Она показала ему все коллекции своей экзотики, последние голливудские фильмы на раритетном частном видеомагнитофоне, он рассмотрел все ее японские халаты – и хотел только одного: обнажить ее. Это было непросто. Он трогал ее, знал на ощупь всю – но голой не видел никогда. Возможно, она не существовала голой. За каждой из одежд была новая драма. Зимой, выходя от нее, Сева вдруг посмотрел на белоснежный сугроб и упал него. Долго лежал, не промерзая. Хотелось почувствовать реальность. Потому что она начала сходить с ума, и он не мог не следовать за нею. Их жизнь на двоих наполнилась призраками преследователей, которых он никогда не видел. Но они были реальнее, чем он. Она говорила, что он в опасности, что они должны расстаться ради него же, что вот сегодня только поцелуемся последний раз. И он целовался с ней последний раз, а потом не мог отлепиться от стены подъезда. Морок, исполненный плоти, ее запаха и выделений, не рассеивался. Назавтра прощание продолжалось. Она внезапно расстегивала ему штаны в незнакомом месте и опускалась перед ним на колени. С ним происходило то, чем было невозможно ни с кем поделиться, потому что это не лезло ни в какие ворота. Ему хотелось причинять себе физическую боль, потому что так было легче и проще. Это была настоящая, кровавая, страстная жизнь. Сева усмехался над собой, но не над этой жизнью. Ему было больно и страшно, но это была небывалая для него до сих пор степень реальности – и уж этого не ощущать он не мог. И он не отступал, он снимал с нее одежду за одеждой. А однажды, вернувшись домой, достал с полки Библию и открыл ее наугад. Мама, увидев, что Святое писание лежит не на месте, испугалась за сына, – Татьяна Геннадиевна впервые поняла, что не понимает, чем он живет и как ему помочь.
Рядом с Аней Всеволод чувствовал себя почти примитивным. Ни стиля, ни манер, ни эрудиции. Только его любовь и заботливая дотошность, заставляющая распутывать то, что распутать нельзя. У него могло получиться, у него была хватка.
– Молодой человек, откуда у вас такая мощная шея? – игриво спрашивала Анна и неожиданно заключала: – Ты необычайно жизнеспособен.
Сева был для нее передышкой. А она – первым настоящим испытанием для его шеи.
Однажды она заснула в его объятьях. Поздняя ночь, в комнате вдалеке горит ночник и совсем рядом – свеча. Она свернулась почти в позу зародыша. Сидя возле дивана, Сева смотрел в ее спящее лицо. Совершенное дитя – такое, каким она не умела быть в жизни. Иногда по лицу пробегали сны. Сева смотрел и думал о том, сколько раз он был уже ею обманут. Нет, не тем, что она лгала, а она ему лгала. Но нет – на самом деле он был обманут тем, что оказывалось глубже. Настоящая ее жизнь всегда была где-то там. А сверху был японский халат. Сева потерялся в его складках.
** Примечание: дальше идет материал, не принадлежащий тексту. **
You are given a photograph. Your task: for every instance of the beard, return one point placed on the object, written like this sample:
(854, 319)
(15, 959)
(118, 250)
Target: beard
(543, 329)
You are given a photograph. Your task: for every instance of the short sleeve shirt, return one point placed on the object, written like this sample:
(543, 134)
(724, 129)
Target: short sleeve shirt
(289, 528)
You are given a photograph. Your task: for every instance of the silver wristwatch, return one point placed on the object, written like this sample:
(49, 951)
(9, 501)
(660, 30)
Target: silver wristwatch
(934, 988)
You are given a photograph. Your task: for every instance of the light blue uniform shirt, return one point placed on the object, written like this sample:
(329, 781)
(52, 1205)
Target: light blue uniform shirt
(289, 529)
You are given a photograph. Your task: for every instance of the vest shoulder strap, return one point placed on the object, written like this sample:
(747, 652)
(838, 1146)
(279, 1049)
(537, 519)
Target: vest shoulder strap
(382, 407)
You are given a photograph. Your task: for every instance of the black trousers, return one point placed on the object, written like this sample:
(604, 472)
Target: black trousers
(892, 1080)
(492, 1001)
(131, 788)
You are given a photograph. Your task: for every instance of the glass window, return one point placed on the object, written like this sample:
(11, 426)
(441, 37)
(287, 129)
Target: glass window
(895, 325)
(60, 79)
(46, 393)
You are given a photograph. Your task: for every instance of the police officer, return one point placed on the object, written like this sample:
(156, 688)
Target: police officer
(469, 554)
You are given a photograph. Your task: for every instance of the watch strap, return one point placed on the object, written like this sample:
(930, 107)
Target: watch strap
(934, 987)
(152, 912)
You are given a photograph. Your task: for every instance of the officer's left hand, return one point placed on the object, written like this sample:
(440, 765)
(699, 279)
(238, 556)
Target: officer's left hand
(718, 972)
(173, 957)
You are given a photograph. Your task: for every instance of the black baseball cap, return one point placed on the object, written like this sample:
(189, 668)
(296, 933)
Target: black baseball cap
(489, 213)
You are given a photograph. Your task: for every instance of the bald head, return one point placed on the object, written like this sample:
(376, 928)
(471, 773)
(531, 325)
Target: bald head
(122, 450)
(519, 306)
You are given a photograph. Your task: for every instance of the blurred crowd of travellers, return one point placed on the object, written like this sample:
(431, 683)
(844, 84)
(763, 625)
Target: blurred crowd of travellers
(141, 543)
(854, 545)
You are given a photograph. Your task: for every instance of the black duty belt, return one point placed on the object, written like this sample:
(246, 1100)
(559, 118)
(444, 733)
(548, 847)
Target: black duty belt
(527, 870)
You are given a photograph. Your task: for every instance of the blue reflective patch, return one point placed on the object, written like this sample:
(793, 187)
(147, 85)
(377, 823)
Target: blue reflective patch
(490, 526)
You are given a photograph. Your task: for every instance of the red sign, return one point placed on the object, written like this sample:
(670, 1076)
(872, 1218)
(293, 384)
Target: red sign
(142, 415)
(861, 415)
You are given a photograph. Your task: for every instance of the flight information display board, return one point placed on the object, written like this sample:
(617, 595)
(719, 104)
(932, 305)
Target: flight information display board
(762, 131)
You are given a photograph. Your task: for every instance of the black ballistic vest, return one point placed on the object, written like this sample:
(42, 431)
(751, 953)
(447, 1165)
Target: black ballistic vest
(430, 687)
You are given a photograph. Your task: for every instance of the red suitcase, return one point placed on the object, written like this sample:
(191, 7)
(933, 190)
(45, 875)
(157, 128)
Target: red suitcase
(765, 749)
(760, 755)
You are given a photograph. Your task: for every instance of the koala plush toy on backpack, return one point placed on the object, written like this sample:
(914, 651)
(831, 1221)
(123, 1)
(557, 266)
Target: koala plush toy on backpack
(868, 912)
Сева поднялся и выключил тихую музыку. В этом доме всегда была музыка. Затем подошел к свече, постоял, глядя в огонь, и сунул в него палец. Начал считать, один-два, задрожал, держать, три-четыре, прошиб пот, пять-шесть, держать! терпеть! это жизнь! семь-восемь-девять, му-у-у-у! десять-одиннадцать – отдернул. Прижал к груди. Пахло паленым. Больно, почти нестерпимо. Кожа пальца пригорела к кости. Усмехнулся: жертва любви. Анна спала как ребенок. Он тихонько вышел и пошел по улице, привычно захлебываясь в нагнетенной страсти. Прохлада ночи, казалось, даже не входила с ним в соприкосновение.
Все закончилось в один весенний день. Легкость расставания казалась продолжением ее прогрессирующей болезни, с которой он больше бороться не мог. Он уносил с собой чувство обыденной пошлости, которой все закончилось. Потому было почти не больно, быть рядом с нею – больнее.
Он вышел из лабиринта и посмотрел на мир. На дворе стоял апрель, раздвинулось светлое небо, в деревьях обнаружились птицы. Он чувствовал себя освободившимся, открытым для света и его простой красоты. Он чувствовал себя на воле, закаленным в рудниках настоящей страсти. Ему захотелось петь. Только в этот момент он понял, что никогда не пел в ее доме. Вообще не пел при ней со дня их встречи. Он не дал ей того, за что она его полюбила.